Bresenham's Circle Algorithm
Duration: 5 min
This video lesson is available to enrolled students.
AI Summary
An AI-generated summary of this video lecture.
This video is a lecture on Bresenham's circle drawing algorithm, a fundamental computer graphics technique. The instructor begins by introducing the algorithm's goal: to efficiently generate the pixels of a circle in one octant, leveraging symmetry to plot the full circle. The core of the method is the use of a decision parameter, Dk, which is derived from the circle's implicit function F(x,y) = x² + y² - r². The algorithm evaluates this function at the midpoint between two candidate pixels (S and N) to decide which pixel is closer to the true circle. The lecture provides a detailed, step-by-step example for a circle with radius r=10, calculating the initial decision parameter p0 = 1 - r = -9. It then demonstrates the iterative process, showing how the decision parameter is updated at each step based on its sign, and how the x and y coordinates are incremented accordingly. The video concludes by presenting the complete pseudocode for the algorithm, which includes the initialization of variables and the main loop that continues until x is no longer less than y.
Chapters
0:00 – 2:00 00:00-02:00
The video starts with a worked example of Bresenham's circle algorithm for a circle with radius r=10. The initial decision parameter is calculated as p0 = 1 - r = 1 - 10 = -9. The instructor then presents a table showing the first few iterations, where the initial point is (x, y) = (0, 10). The first iteration shows that since p0 < 0, the next point is (1, 10) and the new decision parameter is p1 = p0 + 2x0 + 3 = -9 + 0 + 3 = -6. The table continues to show the progression of x, y, and p values through several iterations, demonstrating the algorithm's logic.
2:00 – 4:49 02:00-04:49
The lecture transitions to a more formal explanation of the algorithm's logic. It defines the circle function F(S) = (xk)² + (yk)² - r², which is negative for points inside the circle. The decision parameter Dk is defined as F(N) + F(S), where N and S are the two candidate pixels. The instructor explains that if Dk < 0, the midpoint is inside the circle, so the pixel N is chosen; if Dk > 0, the midpoint is outside, so pixel S is chosen. The video then shows the pseudocode for the algorithm, which initializes x=0, y=r, and d=3-2r. The main loop runs while x < y, plotting the pixel (x,y) and updating the decision parameter d based on its sign. The code shows the update rules: if d < 0, then d = d + 4x + 6; otherwise, d = d + 4(x-y) + 10, and y is decremented. The instructor also shows the derivation of the initial decision parameter d0 = 3 - 2r.
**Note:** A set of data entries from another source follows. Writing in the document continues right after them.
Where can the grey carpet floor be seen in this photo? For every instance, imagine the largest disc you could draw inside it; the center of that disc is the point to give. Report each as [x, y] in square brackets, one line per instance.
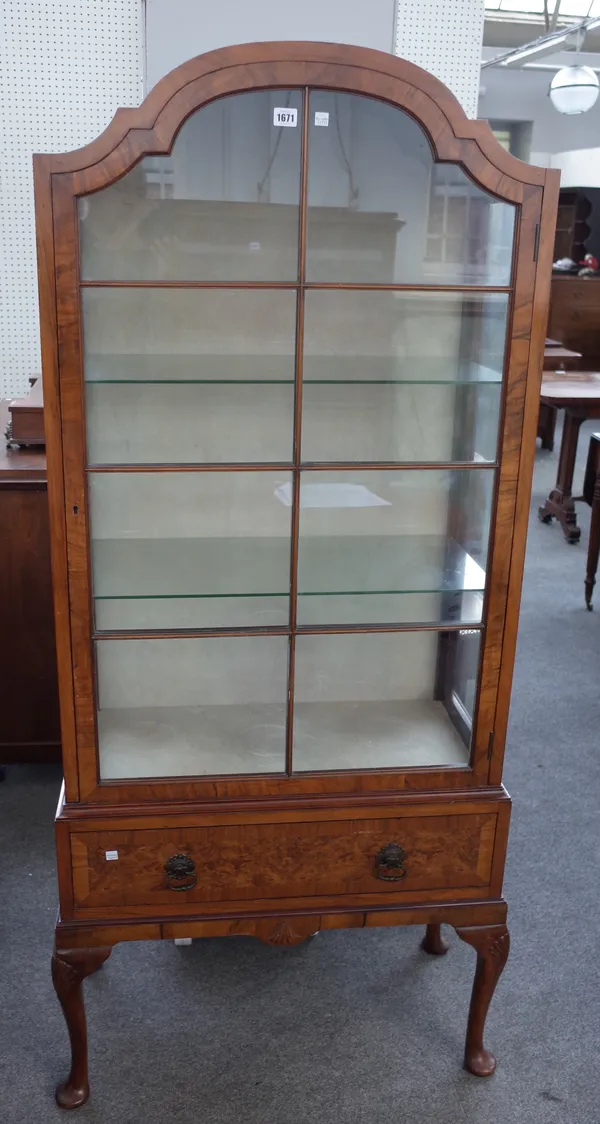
[356, 1026]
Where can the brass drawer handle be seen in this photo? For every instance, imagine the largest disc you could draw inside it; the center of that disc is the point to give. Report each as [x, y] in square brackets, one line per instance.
[390, 862]
[180, 872]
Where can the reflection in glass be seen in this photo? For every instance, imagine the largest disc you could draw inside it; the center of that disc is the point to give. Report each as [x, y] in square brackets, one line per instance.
[381, 211]
[191, 706]
[393, 546]
[383, 700]
[223, 206]
[402, 377]
[189, 550]
[189, 375]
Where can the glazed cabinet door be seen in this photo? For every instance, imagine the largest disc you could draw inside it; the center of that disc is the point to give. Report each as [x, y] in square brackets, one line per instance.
[293, 344]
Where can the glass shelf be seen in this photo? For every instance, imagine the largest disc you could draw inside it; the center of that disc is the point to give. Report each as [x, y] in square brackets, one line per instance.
[266, 370]
[389, 573]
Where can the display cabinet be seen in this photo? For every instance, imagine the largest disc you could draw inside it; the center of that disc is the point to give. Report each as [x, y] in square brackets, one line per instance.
[293, 311]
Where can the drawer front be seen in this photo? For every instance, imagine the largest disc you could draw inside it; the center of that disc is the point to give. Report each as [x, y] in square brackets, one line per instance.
[311, 859]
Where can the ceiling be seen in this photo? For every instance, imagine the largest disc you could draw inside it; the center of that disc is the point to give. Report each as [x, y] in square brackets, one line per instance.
[511, 23]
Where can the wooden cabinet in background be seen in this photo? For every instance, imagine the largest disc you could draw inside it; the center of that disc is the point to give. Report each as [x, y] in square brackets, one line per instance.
[29, 723]
[574, 317]
[290, 441]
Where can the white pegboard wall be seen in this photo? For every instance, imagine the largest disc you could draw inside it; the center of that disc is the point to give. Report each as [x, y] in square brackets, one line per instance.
[65, 66]
[445, 37]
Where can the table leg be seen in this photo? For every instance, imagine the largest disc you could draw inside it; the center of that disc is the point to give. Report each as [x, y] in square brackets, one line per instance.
[546, 425]
[560, 501]
[593, 549]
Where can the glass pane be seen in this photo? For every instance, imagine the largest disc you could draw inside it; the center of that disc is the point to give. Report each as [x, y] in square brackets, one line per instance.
[375, 195]
[190, 707]
[175, 375]
[189, 550]
[223, 207]
[393, 546]
[402, 375]
[376, 700]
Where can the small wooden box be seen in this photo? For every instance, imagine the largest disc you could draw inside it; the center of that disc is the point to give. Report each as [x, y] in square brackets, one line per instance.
[27, 417]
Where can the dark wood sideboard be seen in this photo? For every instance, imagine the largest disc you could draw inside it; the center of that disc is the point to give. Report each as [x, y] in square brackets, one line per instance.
[29, 722]
[574, 317]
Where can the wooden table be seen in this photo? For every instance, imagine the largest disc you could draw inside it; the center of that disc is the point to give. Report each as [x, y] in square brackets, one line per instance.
[591, 495]
[579, 395]
[561, 359]
[556, 357]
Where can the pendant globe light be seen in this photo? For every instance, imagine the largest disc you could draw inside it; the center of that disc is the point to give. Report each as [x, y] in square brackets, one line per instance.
[574, 89]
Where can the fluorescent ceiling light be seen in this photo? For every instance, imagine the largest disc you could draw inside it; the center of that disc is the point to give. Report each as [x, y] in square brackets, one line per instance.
[545, 45]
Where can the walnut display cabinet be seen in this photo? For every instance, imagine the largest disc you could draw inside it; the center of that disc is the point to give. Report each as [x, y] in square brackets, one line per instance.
[293, 311]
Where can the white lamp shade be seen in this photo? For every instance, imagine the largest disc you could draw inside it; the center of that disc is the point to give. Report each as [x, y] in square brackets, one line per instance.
[574, 89]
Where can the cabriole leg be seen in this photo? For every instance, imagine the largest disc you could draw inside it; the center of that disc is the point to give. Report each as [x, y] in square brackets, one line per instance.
[433, 941]
[69, 970]
[491, 943]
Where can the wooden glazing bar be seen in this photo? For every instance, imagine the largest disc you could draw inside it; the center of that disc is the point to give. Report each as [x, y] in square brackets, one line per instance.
[285, 631]
[297, 426]
[293, 284]
[269, 467]
[305, 467]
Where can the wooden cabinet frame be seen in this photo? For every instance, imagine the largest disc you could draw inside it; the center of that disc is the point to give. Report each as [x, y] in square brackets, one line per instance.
[89, 804]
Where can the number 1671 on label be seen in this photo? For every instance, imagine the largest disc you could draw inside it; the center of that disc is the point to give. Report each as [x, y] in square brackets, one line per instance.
[285, 117]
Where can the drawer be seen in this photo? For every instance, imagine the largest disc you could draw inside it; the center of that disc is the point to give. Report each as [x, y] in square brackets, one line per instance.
[312, 859]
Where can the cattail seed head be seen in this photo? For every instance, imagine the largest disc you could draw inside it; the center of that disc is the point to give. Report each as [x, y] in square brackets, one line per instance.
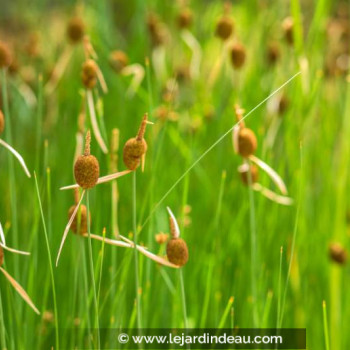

The video provides a comprehensive, step-by-step tutorial on Bresenham's circle drawing algorithm. It effectively combines a concrete numerical example with the underlying mathematical theory and the final implementation in pseudocode. The progression from the initial decision parameter calculation to the iterative logic and the final code structure clearly illustrates how this efficient algorithm uses integer arithmetic to determine the optimal pixel positions, making it a cornerstone of raster graphics.